Autophagy-related compound screening for the development of COVID-19 therapeutics

Junior Associate Professor Kazuo Takayama and his research team used human airway organoids to screen autophagy-related compounds and found cycloheximide and thapsigargin to show strong antiviral effects against SARS-CoV-2. Further testing revealed cycloheximide to be also effective against six SARS-CoV-2 mutant strains and other human coronaviruses. Results of this study were published online in Molecular Pharmaceutics on March 22, 2023.

Targeting host proteins involved in viral infections is an effective approach for dealing with viruses that mutate rapidly to produce new strains one after another. In this study, the scientists attempted to find COVID-19 therapeutic agents by focusing on autophagy. Autophagy is known to be closely involved with infection by SARS-CoV-2 and its elimination, thus making autophagy-related compounds potential COVID-19 therapeutic candidates.

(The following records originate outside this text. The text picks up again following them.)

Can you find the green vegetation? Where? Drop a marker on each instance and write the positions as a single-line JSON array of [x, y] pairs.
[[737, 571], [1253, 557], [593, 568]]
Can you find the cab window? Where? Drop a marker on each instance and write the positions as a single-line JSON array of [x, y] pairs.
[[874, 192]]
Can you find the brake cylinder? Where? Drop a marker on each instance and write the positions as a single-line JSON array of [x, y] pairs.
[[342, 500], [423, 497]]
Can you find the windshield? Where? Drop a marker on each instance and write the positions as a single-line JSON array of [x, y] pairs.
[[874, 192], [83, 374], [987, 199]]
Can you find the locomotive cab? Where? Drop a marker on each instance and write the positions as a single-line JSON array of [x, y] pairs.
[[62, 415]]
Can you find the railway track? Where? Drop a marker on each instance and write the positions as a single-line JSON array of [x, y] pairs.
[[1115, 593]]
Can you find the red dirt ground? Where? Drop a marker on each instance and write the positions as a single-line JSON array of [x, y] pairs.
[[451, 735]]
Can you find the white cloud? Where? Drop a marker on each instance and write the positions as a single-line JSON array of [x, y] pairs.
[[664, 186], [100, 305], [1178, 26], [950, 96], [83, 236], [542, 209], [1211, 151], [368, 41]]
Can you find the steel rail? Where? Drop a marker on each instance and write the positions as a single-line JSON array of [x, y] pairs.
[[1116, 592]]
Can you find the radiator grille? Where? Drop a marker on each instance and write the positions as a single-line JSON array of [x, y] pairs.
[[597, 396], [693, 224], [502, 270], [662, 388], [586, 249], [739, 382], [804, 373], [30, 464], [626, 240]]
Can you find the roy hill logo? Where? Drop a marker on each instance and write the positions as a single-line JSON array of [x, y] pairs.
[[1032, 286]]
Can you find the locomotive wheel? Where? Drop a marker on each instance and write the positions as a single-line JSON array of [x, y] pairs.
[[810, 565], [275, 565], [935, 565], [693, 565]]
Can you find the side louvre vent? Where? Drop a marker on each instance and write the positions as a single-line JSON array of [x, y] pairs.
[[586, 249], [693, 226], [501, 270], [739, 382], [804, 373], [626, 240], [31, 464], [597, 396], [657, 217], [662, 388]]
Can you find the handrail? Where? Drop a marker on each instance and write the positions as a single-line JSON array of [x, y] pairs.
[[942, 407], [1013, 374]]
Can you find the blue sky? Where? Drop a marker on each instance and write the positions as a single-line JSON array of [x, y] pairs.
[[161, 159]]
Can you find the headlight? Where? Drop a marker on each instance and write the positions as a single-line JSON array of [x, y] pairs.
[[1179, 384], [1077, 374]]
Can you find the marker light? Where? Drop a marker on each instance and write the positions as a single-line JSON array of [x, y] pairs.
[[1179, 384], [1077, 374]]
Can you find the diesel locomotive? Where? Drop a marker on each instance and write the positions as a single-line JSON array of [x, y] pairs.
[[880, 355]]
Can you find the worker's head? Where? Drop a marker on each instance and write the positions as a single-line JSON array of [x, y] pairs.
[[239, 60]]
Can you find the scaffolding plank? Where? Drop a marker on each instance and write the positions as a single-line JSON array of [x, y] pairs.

The research team screened a library of autophagy-related compounds with airway organoids to identify compounds that could control SARS-CoV-2 infection. From the 80 compounds tested, they found cycloheximide and thapsigargin to reduce infection efficiency in a dose-dependent manner.

Because cycloheximide showed greater antiviral efficacy than thapsigargin, they further examined cycloheximide in detail. Cycloheximide also exhibited antiviral activity against six SARS-CoV-2 mutant strains, as well as against human coronaviruses, HCoV-229E and HCoV-OC43, which suggests that cycloheximide has broad-spectrum anti-coronavirus activity. On the other hand, the researchers observed significant toxicity caused by cycloheximide in animal experiments due to its function as a protein synthesis inhibitor.

Takayama believes less toxic derivatives or analogous compounds of cycloheximide that retain their antiviral effects hold great promise if developed in the future. In this study, the team demonstrated the feasibility of drug screening using human airway organoids, thus hinting at the possibility of combining the method with much larger compound libraries for more extensive COVID-19 therapeutic drug discovery.